Susan note: I now quadruple the recipe and we make pizza for dinner and then the rest can sit on the counter until the morning or early afternoon and my husband makes what is left into bread.
To 4 X the recipe follow the recipe below. We do this twice in 2 large bowls:
12 cups of Flour-aerate flour before measuring. That means you need to stir it up because it has settled, for about 2 minutes.
1 teaspoon of yeast
4 teaspoons of salt
4 Tablespoons of Olive oil.
8 cups of warm water.
Follow Jenny can cook’s instructions above after your dough has risen from three hours to two days. We add raisins and walnuts, 1 to 11/2 cup each of raisins and walnuts to each large bowl after it has risen and we are ready . We realized the walnuts don’t have to be chopped before because we use an electric knife to cut the bread, so the walnuts get cut in that process.
The end. Feast and enjoy!
People these days are on low carb diets, so bread which is a starch, and thus a carbohydrate, is out. Bread is taboo, because it has been deprived of all of its nutrients, which turns it into a simple carb. I like to eat complex carbs, which whole grain bread is one, because they take longer to digest and offer a stable source of energy.
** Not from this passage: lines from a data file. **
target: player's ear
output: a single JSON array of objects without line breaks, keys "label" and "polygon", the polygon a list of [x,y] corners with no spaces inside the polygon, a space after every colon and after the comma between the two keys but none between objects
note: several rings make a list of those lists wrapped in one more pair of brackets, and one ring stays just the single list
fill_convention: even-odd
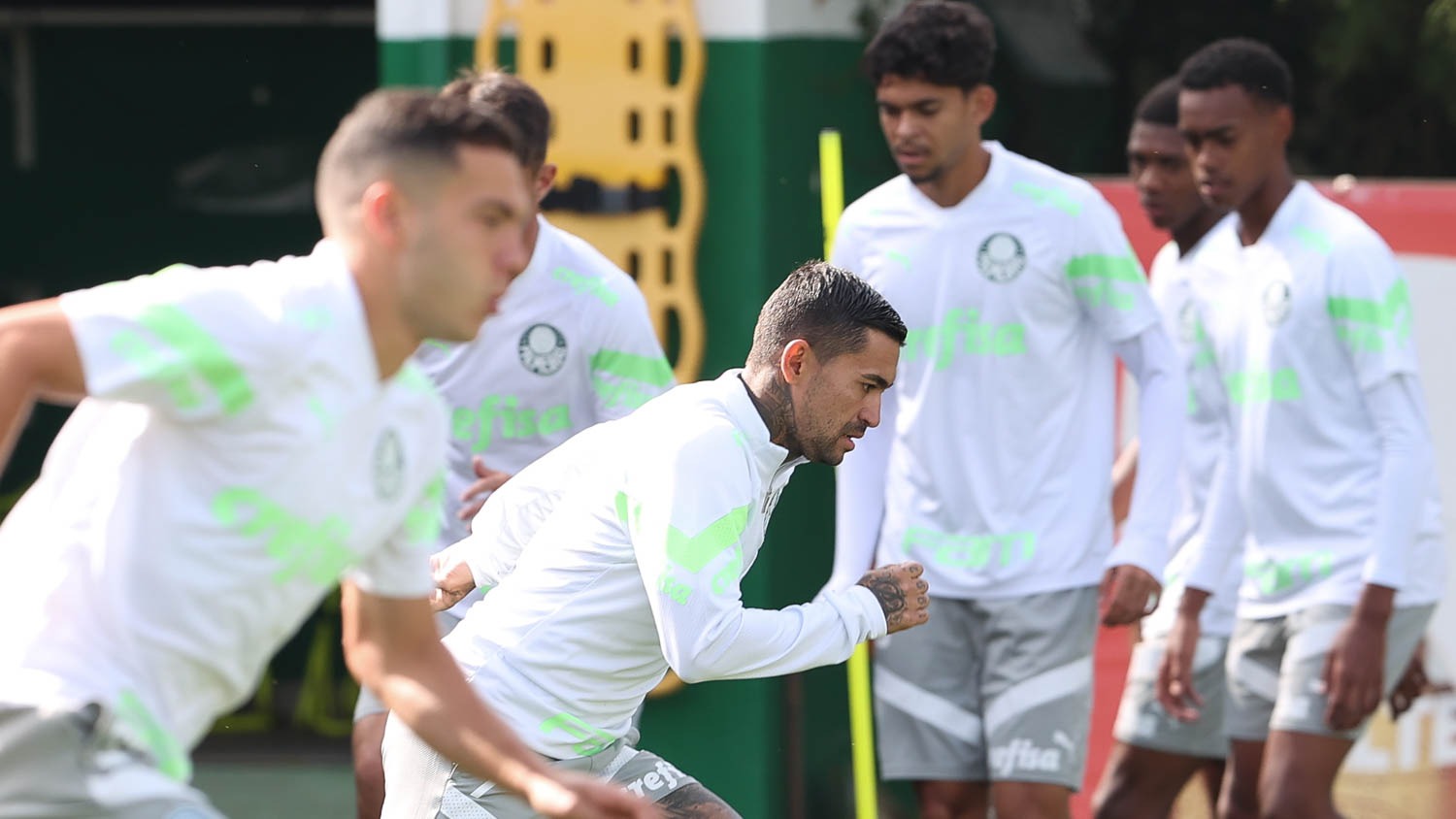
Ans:
[{"label": "player's ear", "polygon": [[814,371],[815,364],[814,349],[804,339],[794,339],[783,345],[783,353],[779,355],[779,372],[789,384],[802,381]]},{"label": "player's ear", "polygon": [[536,179],[533,179],[531,183],[531,192],[536,193],[536,204],[539,205],[542,204],[542,199],[546,198],[546,193],[550,193],[552,185],[556,183],[556,164],[549,161],[543,164],[542,169],[536,172]]},{"label": "player's ear", "polygon": [[399,186],[377,179],[360,195],[360,221],[364,233],[386,247],[405,244],[405,209],[408,202]]},{"label": "player's ear", "polygon": [[996,113],[996,89],[989,83],[981,83],[971,89],[971,118],[976,121],[976,127],[980,128],[986,125],[986,121]]}]

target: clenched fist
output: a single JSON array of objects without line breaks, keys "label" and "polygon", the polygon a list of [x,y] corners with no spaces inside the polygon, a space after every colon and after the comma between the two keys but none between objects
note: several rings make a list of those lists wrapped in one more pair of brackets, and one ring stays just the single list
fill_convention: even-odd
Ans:
[{"label": "clenched fist", "polygon": [[920,579],[922,573],[925,566],[910,560],[871,569],[859,579],[879,599],[891,634],[930,618],[930,585]]}]

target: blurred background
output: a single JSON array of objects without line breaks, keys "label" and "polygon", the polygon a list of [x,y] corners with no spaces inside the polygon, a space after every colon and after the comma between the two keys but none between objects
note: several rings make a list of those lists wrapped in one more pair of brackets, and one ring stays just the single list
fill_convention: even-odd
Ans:
[{"label": "blurred background", "polygon": [[[849,199],[895,172],[858,57],[901,4],[0,0],[0,303],[173,262],[307,253],[319,236],[314,161],[354,100],[498,64],[553,109],[562,173],[549,218],[638,278],[680,378],[711,377],[743,361],[783,275],[823,252],[817,132],[843,132]],[[1093,177],[1144,262],[1160,240],[1121,182],[1136,100],[1220,36],[1264,39],[1289,60],[1296,172],[1353,175],[1341,201],[1386,231],[1412,276],[1441,470],[1456,486],[1456,431],[1446,429],[1456,339],[1437,324],[1443,305],[1456,307],[1446,236],[1456,186],[1443,182],[1456,175],[1456,0],[977,4],[1000,41],[987,137]],[[64,418],[35,413],[0,476],[0,514]],[[1105,435],[1111,445],[1117,432]],[[745,585],[751,605],[820,588],[831,492],[828,470],[801,471]],[[258,697],[201,748],[198,781],[232,816],[352,815],[354,700],[336,617],[326,602]],[[1449,614],[1437,624],[1441,662],[1456,655],[1456,627]],[[1121,630],[1102,636],[1107,723],[1127,642]],[[842,668],[695,685],[649,703],[644,743],[747,818],[849,816],[844,714]],[[1377,723],[1345,780],[1356,816],[1456,813],[1456,700],[1430,697],[1399,726]],[[904,804],[890,788],[885,816],[909,815]]]}]

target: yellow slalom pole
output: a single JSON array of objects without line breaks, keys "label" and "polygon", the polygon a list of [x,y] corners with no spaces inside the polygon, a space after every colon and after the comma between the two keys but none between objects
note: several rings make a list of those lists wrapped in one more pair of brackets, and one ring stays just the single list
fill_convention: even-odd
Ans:
[{"label": "yellow slalom pole", "polygon": [[[820,211],[824,215],[824,257],[834,247],[834,228],[844,209],[844,153],[839,131],[820,131]],[[855,765],[855,819],[878,819],[875,788],[875,723],[869,700],[869,647],[860,643],[849,658],[849,740]]]}]

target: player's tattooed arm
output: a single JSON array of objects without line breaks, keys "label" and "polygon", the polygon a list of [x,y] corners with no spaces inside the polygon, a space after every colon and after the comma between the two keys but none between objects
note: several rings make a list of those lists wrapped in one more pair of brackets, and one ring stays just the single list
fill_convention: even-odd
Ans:
[{"label": "player's tattooed arm", "polygon": [[657,802],[671,819],[743,819],[728,803],[700,784],[687,784]]},{"label": "player's tattooed arm", "polygon": [[890,633],[904,631],[930,618],[930,586],[920,579],[925,569],[914,562],[871,569],[859,585],[875,594],[885,612]]}]

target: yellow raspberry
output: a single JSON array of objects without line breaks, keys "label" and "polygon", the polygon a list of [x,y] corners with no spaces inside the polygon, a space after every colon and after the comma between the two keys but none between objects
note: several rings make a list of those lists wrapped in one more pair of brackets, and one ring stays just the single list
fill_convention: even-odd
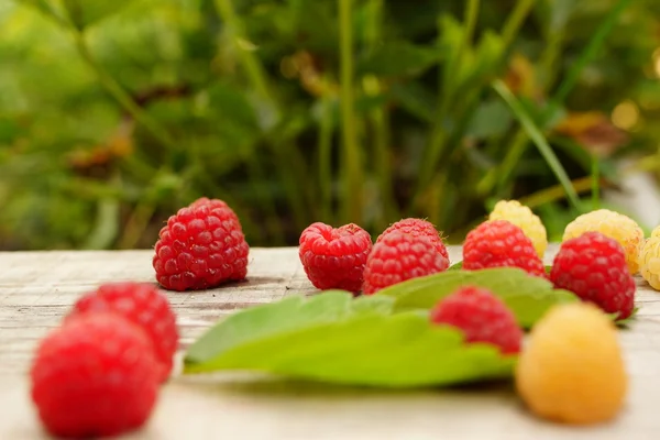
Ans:
[{"label": "yellow raspberry", "polygon": [[639,249],[639,272],[656,290],[660,290],[660,228]]},{"label": "yellow raspberry", "polygon": [[546,227],[531,209],[521,205],[518,200],[499,200],[495,204],[488,220],[507,220],[525,232],[531,240],[534,249],[542,258],[548,248],[548,233]]},{"label": "yellow raspberry", "polygon": [[630,275],[639,272],[637,258],[644,242],[644,231],[631,218],[609,209],[597,209],[579,216],[564,229],[562,241],[574,239],[587,231],[597,231],[616,240],[626,252]]},{"label": "yellow raspberry", "polygon": [[613,419],[628,391],[616,327],[591,302],[550,309],[532,328],[515,374],[534,414],[565,424]]}]

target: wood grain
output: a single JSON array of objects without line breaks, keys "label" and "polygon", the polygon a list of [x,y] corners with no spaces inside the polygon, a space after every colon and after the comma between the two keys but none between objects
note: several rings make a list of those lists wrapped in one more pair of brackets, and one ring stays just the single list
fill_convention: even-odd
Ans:
[{"label": "wood grain", "polygon": [[[550,246],[551,262],[557,246]],[[452,262],[460,248],[451,248]],[[0,253],[0,439],[44,438],[25,372],[37,341],[100,283],[153,283],[150,251]],[[296,249],[253,249],[249,280],[168,293],[185,348],[237,309],[311,294]],[[620,331],[630,392],[612,424],[571,428],[531,417],[506,387],[377,392],[253,376],[174,377],[150,424],[132,439],[657,439],[660,294],[638,279],[640,310]]]}]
In section 89 of the Doctrine and Covenants it says:
14 All agrain is ordained for the use of man and of beasts, to be the staff of life, not only for man but for the beasts of the field, and the fowls of heaven, and all wild animals that run or creep on the earth;
Grain, which bread comes from, is supposed to be the main part of our diet! My children used to love Grandma Sycamore’s white bread. That stripped down version of what is supposed to be the staff of life, would never be something we could live off of. This crusty loaf that we have made through this year, has filled our home with mouth-watering smells, kept us full for three to four hours after eating two delicious slices and also can be made, by rolling its dough out thinly, into delicious pizza. I can eat it with or without our homemade peach jam, never butter for me, and it acts as a protein bar, when toasted.
I love what Michael Pollan says about what we are supposed to eat. “Eat anything you want, just cook it yourself”. As we try to stay healthy, despite being surrounded everywhere by food that isn’t good for us, this simple loaf made with an ancient grain, does the trick.